Negative regulators of type I IFN response in HD and SAVI cells from scRNAseq data. (A and B) Kinetics of HSV-1 replication in THP1 (A) and IAV replication in A549 (B) infected at the indicated MOI. Cells were pre-stimulated or not with IFNα for 16 h and then inoculated with the indicated infectious viruses.

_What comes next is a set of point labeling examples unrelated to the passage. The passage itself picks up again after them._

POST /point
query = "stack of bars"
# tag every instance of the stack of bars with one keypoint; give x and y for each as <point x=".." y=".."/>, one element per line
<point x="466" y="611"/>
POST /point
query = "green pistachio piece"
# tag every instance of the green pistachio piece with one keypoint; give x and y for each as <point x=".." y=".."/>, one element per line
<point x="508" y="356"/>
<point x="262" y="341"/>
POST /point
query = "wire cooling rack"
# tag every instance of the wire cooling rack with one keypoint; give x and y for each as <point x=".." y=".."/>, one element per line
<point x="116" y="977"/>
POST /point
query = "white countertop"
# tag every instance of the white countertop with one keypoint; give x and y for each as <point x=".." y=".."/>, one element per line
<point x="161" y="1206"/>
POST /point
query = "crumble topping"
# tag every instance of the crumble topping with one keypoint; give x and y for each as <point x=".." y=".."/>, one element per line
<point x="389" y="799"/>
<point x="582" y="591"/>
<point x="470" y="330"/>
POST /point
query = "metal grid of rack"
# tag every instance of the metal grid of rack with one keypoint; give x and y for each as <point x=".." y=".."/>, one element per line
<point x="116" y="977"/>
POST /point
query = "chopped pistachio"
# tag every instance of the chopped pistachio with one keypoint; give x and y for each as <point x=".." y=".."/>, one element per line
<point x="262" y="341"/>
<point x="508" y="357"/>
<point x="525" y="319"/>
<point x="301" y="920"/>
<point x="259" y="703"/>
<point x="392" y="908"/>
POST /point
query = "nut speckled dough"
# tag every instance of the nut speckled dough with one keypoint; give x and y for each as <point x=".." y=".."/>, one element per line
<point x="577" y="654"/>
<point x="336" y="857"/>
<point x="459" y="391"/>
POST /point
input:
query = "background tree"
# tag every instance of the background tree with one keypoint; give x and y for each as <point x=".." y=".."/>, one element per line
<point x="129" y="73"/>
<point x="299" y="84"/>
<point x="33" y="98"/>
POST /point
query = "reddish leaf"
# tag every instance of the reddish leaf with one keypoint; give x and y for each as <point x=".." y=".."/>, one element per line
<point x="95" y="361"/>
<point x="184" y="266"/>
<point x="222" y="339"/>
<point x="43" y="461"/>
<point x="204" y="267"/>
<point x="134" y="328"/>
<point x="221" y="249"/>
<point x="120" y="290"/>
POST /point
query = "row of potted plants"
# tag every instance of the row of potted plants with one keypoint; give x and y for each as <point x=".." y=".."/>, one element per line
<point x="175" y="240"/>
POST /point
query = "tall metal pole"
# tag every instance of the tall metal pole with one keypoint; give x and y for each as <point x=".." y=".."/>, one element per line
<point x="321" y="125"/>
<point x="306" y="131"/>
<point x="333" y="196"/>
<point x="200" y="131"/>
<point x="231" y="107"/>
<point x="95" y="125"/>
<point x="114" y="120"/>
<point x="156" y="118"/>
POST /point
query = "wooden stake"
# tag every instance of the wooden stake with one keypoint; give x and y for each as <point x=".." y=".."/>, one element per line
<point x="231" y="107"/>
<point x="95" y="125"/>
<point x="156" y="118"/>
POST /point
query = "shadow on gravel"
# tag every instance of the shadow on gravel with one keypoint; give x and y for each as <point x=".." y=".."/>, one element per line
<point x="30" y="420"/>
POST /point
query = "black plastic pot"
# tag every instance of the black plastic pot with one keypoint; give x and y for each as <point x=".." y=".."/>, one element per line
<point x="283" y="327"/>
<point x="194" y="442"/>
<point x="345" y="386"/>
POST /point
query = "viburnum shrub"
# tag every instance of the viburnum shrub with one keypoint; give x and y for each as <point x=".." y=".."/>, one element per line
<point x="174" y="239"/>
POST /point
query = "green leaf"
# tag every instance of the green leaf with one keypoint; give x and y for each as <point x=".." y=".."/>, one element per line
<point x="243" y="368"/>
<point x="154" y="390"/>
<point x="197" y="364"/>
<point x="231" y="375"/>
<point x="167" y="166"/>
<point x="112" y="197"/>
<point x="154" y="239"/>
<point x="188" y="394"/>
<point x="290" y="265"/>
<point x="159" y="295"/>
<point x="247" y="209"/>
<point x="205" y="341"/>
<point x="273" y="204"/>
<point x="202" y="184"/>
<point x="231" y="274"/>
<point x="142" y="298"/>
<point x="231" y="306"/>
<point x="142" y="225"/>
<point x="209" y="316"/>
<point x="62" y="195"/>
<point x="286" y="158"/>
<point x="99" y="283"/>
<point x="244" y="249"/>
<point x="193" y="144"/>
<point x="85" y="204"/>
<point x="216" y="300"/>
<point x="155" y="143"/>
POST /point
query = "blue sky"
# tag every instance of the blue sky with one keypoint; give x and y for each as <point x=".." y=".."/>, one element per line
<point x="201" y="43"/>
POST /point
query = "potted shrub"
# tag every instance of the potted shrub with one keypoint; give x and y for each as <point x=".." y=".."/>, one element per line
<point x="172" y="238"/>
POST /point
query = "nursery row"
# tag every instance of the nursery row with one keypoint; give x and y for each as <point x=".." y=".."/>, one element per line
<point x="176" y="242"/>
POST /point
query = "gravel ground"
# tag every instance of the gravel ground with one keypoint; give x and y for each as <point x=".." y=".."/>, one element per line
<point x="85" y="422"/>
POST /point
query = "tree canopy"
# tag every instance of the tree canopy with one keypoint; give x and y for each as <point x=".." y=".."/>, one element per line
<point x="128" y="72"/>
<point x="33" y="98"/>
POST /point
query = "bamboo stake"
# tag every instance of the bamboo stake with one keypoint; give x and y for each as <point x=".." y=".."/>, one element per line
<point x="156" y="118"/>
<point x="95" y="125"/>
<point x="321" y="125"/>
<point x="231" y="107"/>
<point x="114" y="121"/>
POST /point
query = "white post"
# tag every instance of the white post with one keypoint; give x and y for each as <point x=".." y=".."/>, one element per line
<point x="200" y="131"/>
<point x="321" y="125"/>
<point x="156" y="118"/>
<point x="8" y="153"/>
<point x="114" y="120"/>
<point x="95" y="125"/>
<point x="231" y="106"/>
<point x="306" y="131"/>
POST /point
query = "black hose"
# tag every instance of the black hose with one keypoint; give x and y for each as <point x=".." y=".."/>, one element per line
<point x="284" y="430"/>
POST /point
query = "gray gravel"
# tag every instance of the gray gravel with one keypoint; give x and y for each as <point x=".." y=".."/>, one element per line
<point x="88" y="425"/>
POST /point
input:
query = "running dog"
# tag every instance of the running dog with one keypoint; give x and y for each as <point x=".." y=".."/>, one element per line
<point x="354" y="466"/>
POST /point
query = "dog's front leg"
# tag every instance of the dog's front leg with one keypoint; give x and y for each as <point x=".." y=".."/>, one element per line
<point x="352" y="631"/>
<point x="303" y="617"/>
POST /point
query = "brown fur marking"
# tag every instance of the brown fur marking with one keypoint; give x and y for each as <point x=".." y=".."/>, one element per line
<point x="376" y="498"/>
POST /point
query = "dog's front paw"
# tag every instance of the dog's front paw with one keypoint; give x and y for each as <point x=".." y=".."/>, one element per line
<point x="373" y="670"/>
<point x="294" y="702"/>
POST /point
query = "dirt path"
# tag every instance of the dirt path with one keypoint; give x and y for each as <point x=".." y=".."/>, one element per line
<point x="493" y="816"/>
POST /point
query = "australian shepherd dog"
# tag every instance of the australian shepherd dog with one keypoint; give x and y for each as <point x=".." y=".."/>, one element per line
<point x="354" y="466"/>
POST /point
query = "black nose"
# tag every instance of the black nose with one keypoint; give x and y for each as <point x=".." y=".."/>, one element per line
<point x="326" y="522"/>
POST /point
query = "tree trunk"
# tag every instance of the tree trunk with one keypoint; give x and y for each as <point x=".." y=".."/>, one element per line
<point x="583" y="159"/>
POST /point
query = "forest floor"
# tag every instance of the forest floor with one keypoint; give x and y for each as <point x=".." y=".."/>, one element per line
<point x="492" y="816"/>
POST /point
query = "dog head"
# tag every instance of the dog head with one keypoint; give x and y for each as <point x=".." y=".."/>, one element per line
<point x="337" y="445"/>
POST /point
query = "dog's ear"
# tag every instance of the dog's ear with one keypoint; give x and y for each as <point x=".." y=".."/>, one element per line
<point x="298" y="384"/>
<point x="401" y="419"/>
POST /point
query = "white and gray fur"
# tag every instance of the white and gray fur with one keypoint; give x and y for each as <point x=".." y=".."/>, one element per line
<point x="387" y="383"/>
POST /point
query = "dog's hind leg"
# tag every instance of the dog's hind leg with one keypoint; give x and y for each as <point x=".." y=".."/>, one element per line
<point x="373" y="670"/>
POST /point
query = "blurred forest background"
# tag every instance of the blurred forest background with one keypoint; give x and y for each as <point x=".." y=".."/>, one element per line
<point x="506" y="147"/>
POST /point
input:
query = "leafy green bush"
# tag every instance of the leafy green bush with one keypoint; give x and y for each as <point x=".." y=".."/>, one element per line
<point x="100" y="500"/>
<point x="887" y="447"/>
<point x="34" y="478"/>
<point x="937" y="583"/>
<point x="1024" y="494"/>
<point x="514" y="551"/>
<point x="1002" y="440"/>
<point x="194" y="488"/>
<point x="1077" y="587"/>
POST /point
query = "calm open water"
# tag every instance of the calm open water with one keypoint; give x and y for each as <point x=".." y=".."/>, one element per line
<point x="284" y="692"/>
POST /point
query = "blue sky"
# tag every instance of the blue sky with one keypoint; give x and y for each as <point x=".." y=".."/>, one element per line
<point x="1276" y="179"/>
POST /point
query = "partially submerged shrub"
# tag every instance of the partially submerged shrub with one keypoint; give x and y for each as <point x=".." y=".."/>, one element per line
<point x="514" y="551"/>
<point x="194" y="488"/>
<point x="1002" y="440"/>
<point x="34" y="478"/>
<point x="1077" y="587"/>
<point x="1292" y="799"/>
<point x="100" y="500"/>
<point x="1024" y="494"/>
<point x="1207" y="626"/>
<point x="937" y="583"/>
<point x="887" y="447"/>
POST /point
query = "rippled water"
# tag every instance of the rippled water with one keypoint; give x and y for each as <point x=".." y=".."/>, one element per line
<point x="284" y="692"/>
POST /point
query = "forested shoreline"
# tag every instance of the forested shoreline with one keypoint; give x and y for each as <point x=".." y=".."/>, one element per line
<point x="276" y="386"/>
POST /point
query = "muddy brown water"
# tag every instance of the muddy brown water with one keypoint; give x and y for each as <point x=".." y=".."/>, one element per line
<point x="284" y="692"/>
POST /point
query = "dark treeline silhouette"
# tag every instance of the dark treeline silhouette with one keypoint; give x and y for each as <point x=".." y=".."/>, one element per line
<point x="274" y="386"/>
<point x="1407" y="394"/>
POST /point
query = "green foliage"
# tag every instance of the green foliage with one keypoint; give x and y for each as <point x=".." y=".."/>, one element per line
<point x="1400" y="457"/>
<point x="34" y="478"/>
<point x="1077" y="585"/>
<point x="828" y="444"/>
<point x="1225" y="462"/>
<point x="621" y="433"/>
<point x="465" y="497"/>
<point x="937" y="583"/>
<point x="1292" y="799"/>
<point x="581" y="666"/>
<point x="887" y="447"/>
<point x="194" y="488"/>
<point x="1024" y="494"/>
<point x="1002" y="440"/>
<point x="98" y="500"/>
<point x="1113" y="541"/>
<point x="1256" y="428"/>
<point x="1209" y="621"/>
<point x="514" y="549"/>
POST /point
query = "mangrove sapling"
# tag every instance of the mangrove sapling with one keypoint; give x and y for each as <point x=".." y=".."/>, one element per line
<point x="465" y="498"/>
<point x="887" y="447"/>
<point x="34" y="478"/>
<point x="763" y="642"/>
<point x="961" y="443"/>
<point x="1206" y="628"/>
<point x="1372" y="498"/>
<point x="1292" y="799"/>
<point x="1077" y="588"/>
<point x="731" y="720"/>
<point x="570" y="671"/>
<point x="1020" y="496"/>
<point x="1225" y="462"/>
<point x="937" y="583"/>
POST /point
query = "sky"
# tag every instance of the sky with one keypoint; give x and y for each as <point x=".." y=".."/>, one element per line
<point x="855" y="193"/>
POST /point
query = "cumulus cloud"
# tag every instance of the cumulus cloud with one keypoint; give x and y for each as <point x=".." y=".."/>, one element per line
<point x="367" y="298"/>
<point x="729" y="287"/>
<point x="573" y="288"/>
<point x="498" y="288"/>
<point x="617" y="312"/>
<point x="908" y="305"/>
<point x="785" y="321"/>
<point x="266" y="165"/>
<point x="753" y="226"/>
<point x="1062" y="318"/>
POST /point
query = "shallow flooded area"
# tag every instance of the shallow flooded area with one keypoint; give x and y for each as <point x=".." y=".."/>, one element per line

Supernatants were collected at 1, 2, 3, and 6 days after infection and titered on Vero cells (for HSV-1) or MDCK cells (for IAV) (mean ± SD; n = 3 independent experiments in technical triplicate for A; n = 2 independent experiments in technical triplicate for B; two-way ANOVA with Tukey’s multiple comparisons; * indicates statistical significance between WT and WT+IFNα; *, P < 0.05; **, P < 0.01; ^# indicates statistical significance between WT and F269S; ^#, P < 0.05; ^##, P < 0.01; ns = not significant). (C) Violin plot panels showing the normalized expression level of indicated genes from scRNAseq data in SAVI and HD samples. Violin plot in the red square is also shown in Fig. 7 I.